Há quem diga que a disputa Lula-Bolsonaro se revelará uma disputa em torno da menor rejeição. Se for assim, na falta de uma alternativa real, Bolsonaro pode vencer, pois a maior rejeição é ao sistema e, em sua imbecilidade, Bolsonaro tem passado a falsa impressão de leão acorrentado, que estaria contido em sua potência pelas exigências do sistema contra o qual supostamente se debateria em conexões forçadas; ao passo que Lula, inebriado, mais e mais se exibe (e pavoneia!) cabeça e alma do mesmo sistema, com o qual aparece à vontade, dono do pedaço.

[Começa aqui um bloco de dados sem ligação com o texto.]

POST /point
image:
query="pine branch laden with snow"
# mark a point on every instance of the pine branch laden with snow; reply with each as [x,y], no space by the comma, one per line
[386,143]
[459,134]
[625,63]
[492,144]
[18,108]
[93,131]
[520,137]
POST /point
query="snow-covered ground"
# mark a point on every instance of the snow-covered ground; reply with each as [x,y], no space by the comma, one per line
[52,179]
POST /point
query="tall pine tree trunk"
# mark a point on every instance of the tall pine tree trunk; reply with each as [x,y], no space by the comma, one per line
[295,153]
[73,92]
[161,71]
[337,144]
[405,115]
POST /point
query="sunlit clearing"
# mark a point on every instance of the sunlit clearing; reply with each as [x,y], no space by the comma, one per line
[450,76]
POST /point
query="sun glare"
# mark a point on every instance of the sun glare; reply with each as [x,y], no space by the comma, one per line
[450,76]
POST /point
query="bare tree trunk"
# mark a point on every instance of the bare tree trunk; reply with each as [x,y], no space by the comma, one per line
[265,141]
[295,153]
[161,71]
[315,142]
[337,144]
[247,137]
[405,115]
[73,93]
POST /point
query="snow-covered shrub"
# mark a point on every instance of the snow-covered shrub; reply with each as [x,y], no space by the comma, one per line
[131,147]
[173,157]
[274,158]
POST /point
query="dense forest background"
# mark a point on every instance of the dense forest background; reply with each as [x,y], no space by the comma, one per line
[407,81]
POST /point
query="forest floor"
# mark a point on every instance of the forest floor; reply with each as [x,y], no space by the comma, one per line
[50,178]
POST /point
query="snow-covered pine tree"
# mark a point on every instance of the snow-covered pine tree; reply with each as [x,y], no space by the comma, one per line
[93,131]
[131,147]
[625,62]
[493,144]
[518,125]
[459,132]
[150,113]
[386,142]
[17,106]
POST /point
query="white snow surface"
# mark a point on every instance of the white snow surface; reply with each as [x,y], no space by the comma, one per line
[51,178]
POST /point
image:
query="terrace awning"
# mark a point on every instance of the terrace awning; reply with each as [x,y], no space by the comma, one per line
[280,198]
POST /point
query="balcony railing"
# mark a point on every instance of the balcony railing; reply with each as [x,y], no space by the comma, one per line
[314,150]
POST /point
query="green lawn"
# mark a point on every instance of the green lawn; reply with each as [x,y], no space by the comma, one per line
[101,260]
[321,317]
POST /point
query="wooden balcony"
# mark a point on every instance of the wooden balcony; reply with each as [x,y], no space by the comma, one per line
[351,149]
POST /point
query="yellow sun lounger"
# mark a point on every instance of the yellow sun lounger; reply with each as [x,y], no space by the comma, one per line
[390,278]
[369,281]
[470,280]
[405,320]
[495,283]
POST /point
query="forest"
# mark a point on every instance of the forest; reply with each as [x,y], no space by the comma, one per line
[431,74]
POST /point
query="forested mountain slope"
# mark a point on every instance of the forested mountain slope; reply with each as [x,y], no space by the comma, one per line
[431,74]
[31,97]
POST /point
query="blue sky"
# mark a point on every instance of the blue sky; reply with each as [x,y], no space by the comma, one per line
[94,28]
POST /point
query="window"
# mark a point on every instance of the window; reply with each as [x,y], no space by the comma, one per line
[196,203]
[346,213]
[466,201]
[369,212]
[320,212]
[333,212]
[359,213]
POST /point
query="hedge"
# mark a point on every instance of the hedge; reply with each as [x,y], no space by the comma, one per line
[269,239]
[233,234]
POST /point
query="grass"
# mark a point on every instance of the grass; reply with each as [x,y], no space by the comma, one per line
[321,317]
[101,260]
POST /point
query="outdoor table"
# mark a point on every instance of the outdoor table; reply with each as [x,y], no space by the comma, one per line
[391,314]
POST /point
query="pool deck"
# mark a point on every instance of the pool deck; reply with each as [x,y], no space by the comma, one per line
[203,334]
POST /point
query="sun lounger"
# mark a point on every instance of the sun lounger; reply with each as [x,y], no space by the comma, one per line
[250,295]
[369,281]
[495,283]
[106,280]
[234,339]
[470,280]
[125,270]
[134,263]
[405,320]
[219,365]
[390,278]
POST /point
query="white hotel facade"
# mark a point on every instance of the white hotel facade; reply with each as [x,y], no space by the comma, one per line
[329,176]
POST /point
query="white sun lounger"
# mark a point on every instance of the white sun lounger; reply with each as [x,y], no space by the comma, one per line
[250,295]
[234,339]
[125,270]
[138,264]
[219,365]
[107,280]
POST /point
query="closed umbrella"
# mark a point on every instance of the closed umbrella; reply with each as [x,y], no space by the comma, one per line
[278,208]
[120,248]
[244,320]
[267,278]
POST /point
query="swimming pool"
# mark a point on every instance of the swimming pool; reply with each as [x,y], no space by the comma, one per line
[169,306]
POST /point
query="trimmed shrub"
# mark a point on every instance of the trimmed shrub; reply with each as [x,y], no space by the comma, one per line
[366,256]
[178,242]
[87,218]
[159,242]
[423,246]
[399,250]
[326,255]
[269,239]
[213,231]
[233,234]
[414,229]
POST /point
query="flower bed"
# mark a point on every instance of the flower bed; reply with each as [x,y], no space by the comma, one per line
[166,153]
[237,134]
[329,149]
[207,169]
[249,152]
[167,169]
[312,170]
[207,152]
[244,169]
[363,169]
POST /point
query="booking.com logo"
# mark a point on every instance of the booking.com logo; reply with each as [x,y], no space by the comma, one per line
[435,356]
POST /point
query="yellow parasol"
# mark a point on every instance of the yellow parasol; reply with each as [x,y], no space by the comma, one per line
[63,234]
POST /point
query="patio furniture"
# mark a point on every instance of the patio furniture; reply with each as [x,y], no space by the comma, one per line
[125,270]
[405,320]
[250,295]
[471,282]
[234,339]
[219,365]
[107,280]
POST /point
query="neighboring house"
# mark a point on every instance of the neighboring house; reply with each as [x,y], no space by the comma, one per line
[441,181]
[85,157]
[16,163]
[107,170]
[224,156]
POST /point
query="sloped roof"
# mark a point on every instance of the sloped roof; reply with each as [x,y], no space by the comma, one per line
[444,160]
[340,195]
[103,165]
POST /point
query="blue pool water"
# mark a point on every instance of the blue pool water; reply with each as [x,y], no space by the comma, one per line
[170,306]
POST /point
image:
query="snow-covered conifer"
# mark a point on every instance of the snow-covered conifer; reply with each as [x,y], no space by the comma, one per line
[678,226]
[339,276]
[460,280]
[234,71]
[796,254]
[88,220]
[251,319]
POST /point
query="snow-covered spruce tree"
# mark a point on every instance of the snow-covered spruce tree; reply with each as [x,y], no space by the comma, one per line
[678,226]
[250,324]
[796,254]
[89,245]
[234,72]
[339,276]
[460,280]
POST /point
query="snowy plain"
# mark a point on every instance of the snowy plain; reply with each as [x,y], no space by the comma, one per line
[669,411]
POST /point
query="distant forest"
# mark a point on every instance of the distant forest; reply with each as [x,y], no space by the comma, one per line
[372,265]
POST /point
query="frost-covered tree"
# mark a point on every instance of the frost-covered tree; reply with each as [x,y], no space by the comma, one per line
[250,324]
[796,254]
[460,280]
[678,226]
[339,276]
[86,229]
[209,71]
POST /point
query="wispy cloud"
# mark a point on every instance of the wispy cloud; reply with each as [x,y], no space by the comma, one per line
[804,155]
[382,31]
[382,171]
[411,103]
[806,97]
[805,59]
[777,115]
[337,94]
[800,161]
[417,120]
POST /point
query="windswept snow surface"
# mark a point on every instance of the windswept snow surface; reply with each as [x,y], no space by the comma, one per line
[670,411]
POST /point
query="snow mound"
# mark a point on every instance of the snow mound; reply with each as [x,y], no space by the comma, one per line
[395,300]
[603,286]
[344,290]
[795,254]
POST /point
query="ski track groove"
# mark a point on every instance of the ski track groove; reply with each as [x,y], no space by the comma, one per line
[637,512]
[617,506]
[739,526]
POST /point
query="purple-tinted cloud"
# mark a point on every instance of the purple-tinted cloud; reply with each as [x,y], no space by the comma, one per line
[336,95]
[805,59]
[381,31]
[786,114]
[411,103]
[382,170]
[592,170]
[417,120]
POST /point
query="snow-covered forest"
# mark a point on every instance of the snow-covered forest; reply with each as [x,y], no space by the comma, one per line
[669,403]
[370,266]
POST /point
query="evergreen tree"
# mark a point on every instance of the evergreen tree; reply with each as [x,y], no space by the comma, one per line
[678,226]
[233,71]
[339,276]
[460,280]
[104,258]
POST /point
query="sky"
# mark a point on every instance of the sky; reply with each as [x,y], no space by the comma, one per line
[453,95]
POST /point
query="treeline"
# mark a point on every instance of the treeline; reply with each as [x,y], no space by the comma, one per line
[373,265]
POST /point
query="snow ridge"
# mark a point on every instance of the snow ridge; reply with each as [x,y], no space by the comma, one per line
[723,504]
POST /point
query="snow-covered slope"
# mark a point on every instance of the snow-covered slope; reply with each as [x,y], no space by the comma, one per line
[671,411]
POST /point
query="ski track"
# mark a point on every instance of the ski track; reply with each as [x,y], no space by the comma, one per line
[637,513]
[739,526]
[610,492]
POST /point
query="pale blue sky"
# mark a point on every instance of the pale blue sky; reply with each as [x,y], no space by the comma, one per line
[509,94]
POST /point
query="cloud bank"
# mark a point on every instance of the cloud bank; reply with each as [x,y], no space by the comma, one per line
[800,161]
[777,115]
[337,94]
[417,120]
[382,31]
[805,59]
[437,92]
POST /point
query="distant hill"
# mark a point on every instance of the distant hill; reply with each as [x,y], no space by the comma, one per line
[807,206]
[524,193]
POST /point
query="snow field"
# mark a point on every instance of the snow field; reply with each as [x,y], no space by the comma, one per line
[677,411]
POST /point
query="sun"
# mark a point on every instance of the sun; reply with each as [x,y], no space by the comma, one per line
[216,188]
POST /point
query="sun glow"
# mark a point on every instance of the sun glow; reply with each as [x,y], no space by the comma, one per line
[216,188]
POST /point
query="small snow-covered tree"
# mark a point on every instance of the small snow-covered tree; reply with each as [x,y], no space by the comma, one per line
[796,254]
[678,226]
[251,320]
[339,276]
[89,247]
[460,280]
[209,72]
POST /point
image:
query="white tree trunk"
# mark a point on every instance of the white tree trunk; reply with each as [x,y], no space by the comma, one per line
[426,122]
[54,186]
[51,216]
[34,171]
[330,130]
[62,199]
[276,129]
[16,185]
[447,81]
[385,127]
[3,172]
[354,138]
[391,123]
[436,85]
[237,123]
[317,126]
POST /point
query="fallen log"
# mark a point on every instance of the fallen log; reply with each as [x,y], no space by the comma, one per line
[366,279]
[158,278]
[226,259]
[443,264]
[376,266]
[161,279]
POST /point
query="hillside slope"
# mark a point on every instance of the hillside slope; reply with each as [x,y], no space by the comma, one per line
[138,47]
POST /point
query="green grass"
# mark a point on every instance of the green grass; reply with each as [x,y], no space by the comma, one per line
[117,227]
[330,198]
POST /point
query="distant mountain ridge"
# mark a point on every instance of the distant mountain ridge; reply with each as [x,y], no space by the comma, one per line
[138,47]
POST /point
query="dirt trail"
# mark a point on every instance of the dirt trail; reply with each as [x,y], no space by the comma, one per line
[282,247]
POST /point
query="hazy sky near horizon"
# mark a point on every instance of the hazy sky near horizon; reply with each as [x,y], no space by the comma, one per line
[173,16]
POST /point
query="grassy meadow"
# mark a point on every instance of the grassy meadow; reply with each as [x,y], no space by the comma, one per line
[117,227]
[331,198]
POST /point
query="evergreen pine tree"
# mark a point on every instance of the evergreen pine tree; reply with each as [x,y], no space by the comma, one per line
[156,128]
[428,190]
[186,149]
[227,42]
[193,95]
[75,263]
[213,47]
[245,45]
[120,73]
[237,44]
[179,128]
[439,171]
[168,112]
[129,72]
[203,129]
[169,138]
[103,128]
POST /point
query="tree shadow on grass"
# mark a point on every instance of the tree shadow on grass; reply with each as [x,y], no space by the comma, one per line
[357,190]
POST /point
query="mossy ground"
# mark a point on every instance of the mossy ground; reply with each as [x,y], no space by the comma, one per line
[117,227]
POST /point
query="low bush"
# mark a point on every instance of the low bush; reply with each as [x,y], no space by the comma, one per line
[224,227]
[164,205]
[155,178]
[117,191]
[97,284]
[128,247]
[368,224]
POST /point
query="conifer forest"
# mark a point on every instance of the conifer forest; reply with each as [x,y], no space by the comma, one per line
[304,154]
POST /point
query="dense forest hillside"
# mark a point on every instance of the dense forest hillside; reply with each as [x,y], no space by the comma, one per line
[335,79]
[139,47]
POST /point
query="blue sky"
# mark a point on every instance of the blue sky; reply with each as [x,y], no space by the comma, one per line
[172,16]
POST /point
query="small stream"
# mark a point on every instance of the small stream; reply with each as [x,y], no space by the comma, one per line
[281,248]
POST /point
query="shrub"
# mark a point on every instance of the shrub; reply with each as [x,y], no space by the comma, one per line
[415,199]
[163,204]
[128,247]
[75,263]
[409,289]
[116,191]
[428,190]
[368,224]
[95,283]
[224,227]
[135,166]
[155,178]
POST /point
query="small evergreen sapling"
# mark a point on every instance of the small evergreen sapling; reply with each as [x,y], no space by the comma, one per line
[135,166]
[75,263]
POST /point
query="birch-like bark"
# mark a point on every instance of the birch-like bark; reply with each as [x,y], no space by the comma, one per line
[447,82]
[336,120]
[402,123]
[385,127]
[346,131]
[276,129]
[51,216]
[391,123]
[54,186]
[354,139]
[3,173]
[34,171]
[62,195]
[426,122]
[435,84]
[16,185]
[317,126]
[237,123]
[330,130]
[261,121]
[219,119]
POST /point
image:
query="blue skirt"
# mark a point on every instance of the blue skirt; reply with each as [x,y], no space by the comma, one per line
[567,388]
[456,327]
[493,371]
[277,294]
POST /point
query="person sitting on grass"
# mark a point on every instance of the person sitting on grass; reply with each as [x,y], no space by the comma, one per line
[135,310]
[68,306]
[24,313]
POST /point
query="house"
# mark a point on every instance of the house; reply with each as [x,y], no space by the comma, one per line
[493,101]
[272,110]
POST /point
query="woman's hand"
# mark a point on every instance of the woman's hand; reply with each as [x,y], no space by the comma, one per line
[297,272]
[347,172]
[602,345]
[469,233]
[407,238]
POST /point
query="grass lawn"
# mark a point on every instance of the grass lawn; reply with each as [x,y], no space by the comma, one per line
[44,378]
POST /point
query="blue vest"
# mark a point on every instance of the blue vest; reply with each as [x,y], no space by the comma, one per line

Ainda que a incompetência e a desumanidade façam de Bolsonaro candidato fortíssimo a uma derrota, a chapa Lula-Alckmin pode ajudar a que, até a eleição, os danos gerados pela incompetência venham a ser considerados, por parcela do eleitorado, como preço já pago, e os sofrimentos saídos da desumanidade deste imbecil poderão vir a ser atenuados e até esquecidos, especialmente se a pandemia tiver ficado para trás. Para nossa desgraça, Moro é o único dentre os candidatos já lançados que pode tirar proveito do sentimento antissistema, em sua versão reacionária, o que faz do ex-juiz o provável beneficiário da erosão a que Bolsonaro não deixa de estar sujeito em razão da fragilidade de sua dianteira nessa via da disputa. Ao contrário do que muitos pensam, o que não falta é incerteza.
Fica o Registro:
– Se Alckmin se der conta da fria em que está a se meter e recuar de ser vice de Lula para concorrer ao governo de São Paulo, terá dificuldades em razão da sinalização equivocada que fez e do tempo perdido. Entretanto, poderá tentar compensar isso com uma ida para o PSB, oferecendo uma saída para a soberba de Siqueira e, ao mesmo tempo, robustecendo a versão de que a gula de Lula e seu PT fazem deles parceiros não confiáveis… Na luta entre facções, todo cinismo é possível.
– Por tudo o que se disse acima, é uma ingenuidade acreditar que Lula e o PT estejam mesmo dispostos a negociar a candidatura de Haddad ao governo de SP. Muito pelo contrário, se há algo de certo além da candidatura de Lula à presidência é a candidatura de Haddad a governador. Para o lulopetismo, chegar ao governo em SP é um projeto que só não é maior do que o de reconduzir Lula à presidência, mesmo que essa dobradinha prejudique o desempenho do partido nas eleições para o Congresso; até porque, como sabemos, nem Lula nem o PT chegam a ter a composição congressual como uma preocupação central, estando sempre dispostos a apostar no jogo faccioso que já discutimos detalhadamente em mais de um post deste blog.